Try to manage difficult feelings
Many people find the news about coronavirus (COVID-19) concerning. However, some people may experience such intense anxiety that it becomes a problem. Try to focus on the things you can control, including where you get information from and actions to make yourself feel better prepared.
It is okay to acknowledge some things that are outside of your control right now but constant repetitive thoughts about the situation which lead you to feel anxious or overwhelmed are not helpful. The Every Mind Matters page on anxiety and NHS mental wellbeing audio guides provide further information on how to manage anxiety.
Manage your media and information intake
24-hour news and constant social media updates can make you more worried. If it is affecting you, try to limit the time you spend watching, reading, or listening to media coverage of the outbreak. It may help to only check the news at set times or limiting to a couple of checks a day.
Get the facts
Gather high-quality information that will help you to accurately determine your own or other people’s risk of contracting coronavirus (COVID-19) so that you can take reasonable precautions. Find a credible source you can trust such as GOV.UK, or the NHS website, and fact check information that you get from news feeds, social media or from other people.
Think about how possibly inaccurate information could affect others too. Try not to share information without fact-checking against credible sources.

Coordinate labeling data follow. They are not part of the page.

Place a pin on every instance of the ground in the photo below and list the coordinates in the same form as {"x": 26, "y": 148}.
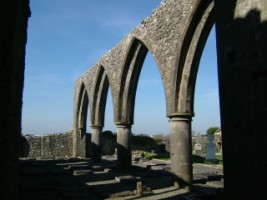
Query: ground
{"x": 75, "y": 178}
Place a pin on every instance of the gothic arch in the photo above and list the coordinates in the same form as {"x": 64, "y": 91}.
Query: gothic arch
{"x": 193, "y": 43}
{"x": 99, "y": 98}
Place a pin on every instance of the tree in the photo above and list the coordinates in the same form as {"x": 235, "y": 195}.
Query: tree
{"x": 212, "y": 130}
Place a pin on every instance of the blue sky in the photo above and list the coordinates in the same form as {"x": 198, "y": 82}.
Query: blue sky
{"x": 66, "y": 37}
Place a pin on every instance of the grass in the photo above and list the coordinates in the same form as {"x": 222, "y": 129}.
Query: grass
{"x": 195, "y": 158}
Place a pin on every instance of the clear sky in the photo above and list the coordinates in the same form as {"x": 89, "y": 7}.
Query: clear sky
{"x": 66, "y": 37}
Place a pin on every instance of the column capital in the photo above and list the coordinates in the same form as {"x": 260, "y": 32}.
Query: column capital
{"x": 97, "y": 126}
{"x": 178, "y": 116}
{"x": 123, "y": 124}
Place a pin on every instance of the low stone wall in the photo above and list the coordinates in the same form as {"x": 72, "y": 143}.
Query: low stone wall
{"x": 47, "y": 146}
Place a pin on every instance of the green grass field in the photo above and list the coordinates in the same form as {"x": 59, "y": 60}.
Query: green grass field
{"x": 195, "y": 158}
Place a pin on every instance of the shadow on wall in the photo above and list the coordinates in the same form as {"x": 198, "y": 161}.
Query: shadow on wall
{"x": 24, "y": 147}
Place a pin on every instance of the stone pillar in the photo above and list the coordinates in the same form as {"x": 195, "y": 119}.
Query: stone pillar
{"x": 181, "y": 150}
{"x": 124, "y": 146}
{"x": 96, "y": 143}
{"x": 241, "y": 30}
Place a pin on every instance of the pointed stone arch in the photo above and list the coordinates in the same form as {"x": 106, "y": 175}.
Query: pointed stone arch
{"x": 195, "y": 37}
{"x": 80, "y": 114}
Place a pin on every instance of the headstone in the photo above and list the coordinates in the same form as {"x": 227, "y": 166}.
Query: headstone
{"x": 211, "y": 148}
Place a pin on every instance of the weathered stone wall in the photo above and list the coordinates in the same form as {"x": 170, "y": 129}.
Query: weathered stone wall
{"x": 13, "y": 37}
{"x": 49, "y": 146}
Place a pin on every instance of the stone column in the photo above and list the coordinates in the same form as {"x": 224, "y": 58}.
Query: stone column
{"x": 96, "y": 143}
{"x": 124, "y": 146}
{"x": 181, "y": 150}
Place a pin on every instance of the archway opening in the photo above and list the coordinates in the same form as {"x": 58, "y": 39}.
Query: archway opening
{"x": 150, "y": 104}
{"x": 206, "y": 107}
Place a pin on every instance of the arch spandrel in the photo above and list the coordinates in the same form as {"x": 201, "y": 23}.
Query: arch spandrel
{"x": 164, "y": 34}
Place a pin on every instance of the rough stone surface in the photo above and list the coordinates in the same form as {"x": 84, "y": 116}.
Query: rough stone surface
{"x": 13, "y": 37}
{"x": 49, "y": 146}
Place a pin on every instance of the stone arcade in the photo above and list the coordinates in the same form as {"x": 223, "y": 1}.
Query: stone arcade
{"x": 175, "y": 34}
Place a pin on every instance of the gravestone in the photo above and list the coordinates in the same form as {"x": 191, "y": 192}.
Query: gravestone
{"x": 198, "y": 149}
{"x": 211, "y": 148}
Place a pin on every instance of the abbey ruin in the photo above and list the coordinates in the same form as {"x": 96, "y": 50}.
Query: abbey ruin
{"x": 175, "y": 34}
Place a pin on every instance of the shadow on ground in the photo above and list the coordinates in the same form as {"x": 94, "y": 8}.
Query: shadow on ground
{"x": 75, "y": 178}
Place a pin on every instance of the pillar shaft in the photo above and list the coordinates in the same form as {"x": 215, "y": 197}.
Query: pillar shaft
{"x": 124, "y": 146}
{"x": 181, "y": 151}
{"x": 96, "y": 143}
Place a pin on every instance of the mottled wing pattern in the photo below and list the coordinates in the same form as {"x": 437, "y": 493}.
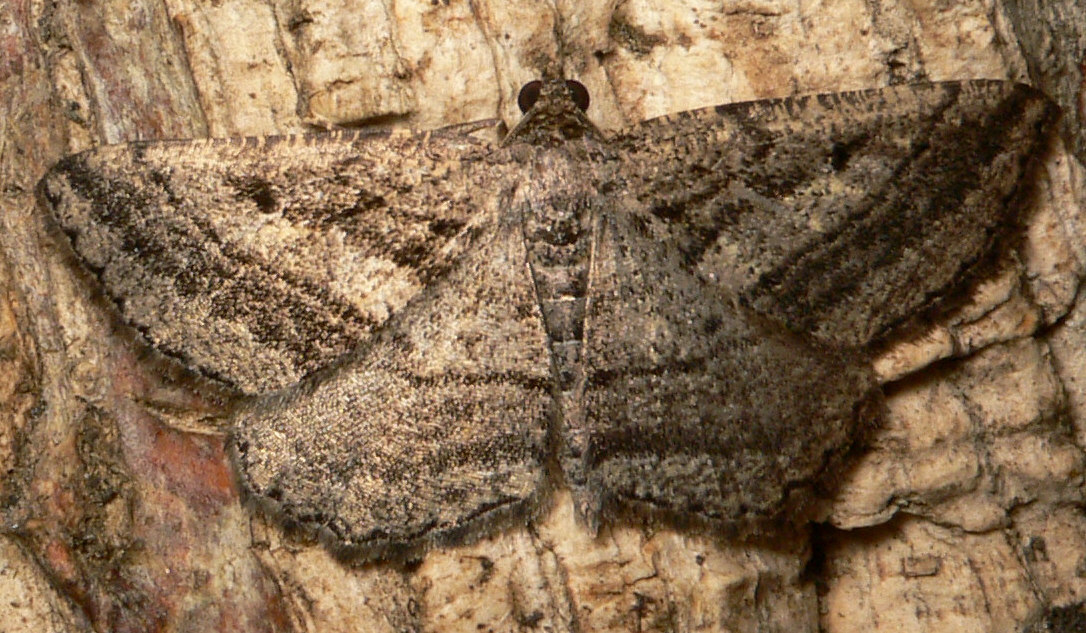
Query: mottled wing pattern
{"x": 842, "y": 215}
{"x": 257, "y": 261}
{"x": 437, "y": 426}
{"x": 697, "y": 406}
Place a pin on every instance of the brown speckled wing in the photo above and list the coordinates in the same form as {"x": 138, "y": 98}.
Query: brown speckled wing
{"x": 843, "y": 215}
{"x": 259, "y": 261}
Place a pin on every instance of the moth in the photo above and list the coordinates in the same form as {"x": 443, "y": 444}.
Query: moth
{"x": 430, "y": 331}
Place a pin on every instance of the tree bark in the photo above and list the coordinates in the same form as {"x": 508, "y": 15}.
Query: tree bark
{"x": 120, "y": 508}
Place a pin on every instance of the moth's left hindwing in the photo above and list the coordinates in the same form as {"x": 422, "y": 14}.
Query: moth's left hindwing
{"x": 257, "y": 261}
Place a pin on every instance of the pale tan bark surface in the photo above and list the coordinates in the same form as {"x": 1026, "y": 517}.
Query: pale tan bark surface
{"x": 118, "y": 506}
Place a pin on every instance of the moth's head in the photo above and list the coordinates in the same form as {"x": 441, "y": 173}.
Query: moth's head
{"x": 554, "y": 113}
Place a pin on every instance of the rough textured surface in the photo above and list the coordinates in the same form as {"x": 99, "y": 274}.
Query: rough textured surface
{"x": 78, "y": 75}
{"x": 461, "y": 265}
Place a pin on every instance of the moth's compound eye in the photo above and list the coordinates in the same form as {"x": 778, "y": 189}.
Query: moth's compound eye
{"x": 529, "y": 95}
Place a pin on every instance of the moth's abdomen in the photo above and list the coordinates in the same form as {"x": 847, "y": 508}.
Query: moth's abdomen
{"x": 558, "y": 239}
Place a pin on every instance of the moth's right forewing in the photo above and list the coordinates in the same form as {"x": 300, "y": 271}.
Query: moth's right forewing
{"x": 259, "y": 261}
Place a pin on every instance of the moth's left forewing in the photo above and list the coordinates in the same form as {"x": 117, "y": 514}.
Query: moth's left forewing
{"x": 844, "y": 215}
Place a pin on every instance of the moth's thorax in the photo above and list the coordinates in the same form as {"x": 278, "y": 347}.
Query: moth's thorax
{"x": 556, "y": 203}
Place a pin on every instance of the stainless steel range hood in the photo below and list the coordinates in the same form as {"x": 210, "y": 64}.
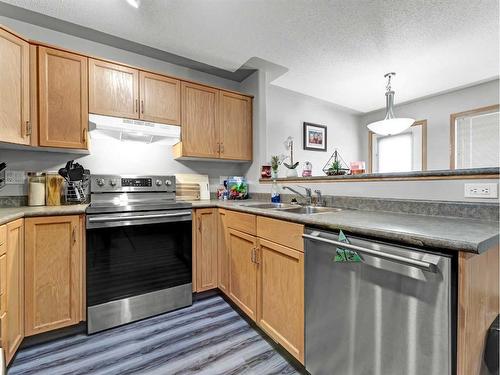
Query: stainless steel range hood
{"x": 134, "y": 130}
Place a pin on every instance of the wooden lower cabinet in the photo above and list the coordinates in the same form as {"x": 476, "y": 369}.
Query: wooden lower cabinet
{"x": 222, "y": 253}
{"x": 54, "y": 277}
{"x": 280, "y": 295}
{"x": 243, "y": 272}
{"x": 12, "y": 320}
{"x": 206, "y": 223}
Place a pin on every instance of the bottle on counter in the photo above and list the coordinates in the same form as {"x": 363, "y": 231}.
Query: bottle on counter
{"x": 275, "y": 193}
{"x": 36, "y": 188}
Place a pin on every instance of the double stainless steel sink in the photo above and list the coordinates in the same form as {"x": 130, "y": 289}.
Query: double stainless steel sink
{"x": 294, "y": 208}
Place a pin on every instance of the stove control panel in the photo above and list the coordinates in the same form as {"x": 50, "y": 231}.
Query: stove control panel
{"x": 113, "y": 183}
{"x": 137, "y": 182}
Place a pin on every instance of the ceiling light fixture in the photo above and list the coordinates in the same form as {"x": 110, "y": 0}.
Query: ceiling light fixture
{"x": 390, "y": 124}
{"x": 134, "y": 3}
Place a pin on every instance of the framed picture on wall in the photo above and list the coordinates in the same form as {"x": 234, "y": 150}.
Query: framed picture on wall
{"x": 314, "y": 137}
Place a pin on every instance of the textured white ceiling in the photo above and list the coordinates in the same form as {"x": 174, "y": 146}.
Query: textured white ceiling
{"x": 335, "y": 50}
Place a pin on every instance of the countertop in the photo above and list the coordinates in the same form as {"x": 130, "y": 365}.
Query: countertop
{"x": 474, "y": 236}
{"x": 13, "y": 213}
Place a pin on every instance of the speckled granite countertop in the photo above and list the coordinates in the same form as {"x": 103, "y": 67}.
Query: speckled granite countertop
{"x": 13, "y": 213}
{"x": 469, "y": 235}
{"x": 457, "y": 234}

Think about your new daily routine
Life is changing for us all for a while. Whether you are staying at home or social distancing, you are likely to see some disruption to your normal routine.
Think about how you can adapt and create positive new routines – try to engage in useful activities (such as cleaning, cooking or exercise) or meaningful activities (such as reading or calling a friend). You might find it helpful to write a plan for your day or your week.
Do things you enjoy
When you are anxious, lonely or low you may do things that you usually enjoy less often, or not at all. Focussing on your favourite hobby, learning something new or simply taking time to relax indoors should give you some relief from anxious thoughts and feelings and can boost your mood.
If you can’t do the things you normally enjoy because you are staying at home, try to think about how you could adapt them, or try something new. There are lots of free tutorials and courses online and people are coming up with innovative online solutions like online pub quizzes and streamed live music concerts.
Set goals
Setting goals and achieving them gives a sense of control and purpose – think about things you want or need to do that you can still do at home. It could be watching a film, reading a book or learning something online.
Keep your mind active
Read, write, play games, do crossword puzzles, sudokus, jigsaws or drawing and painting. Find something that works for you.
Take time to relax and focus on the present
This can help with difficult emotions, worries about the future, and can improve wellbeing. Relaxation techniques can also help some people to deal with feelings of anxiety. For useful resources see Every Mind Matters and NHS’ mindfulness page.
If you can, once a day get outside, or bring nature in
Spending time in green spaces can benefit both your mental and physical wellbeing. If you can’t get outside much you can try to still get these positive effects by spending time with the windows open to let in fresh air, arranging space to sit and see a nice view (if possible) and get some natural sunlight, or get out into the garden if you can.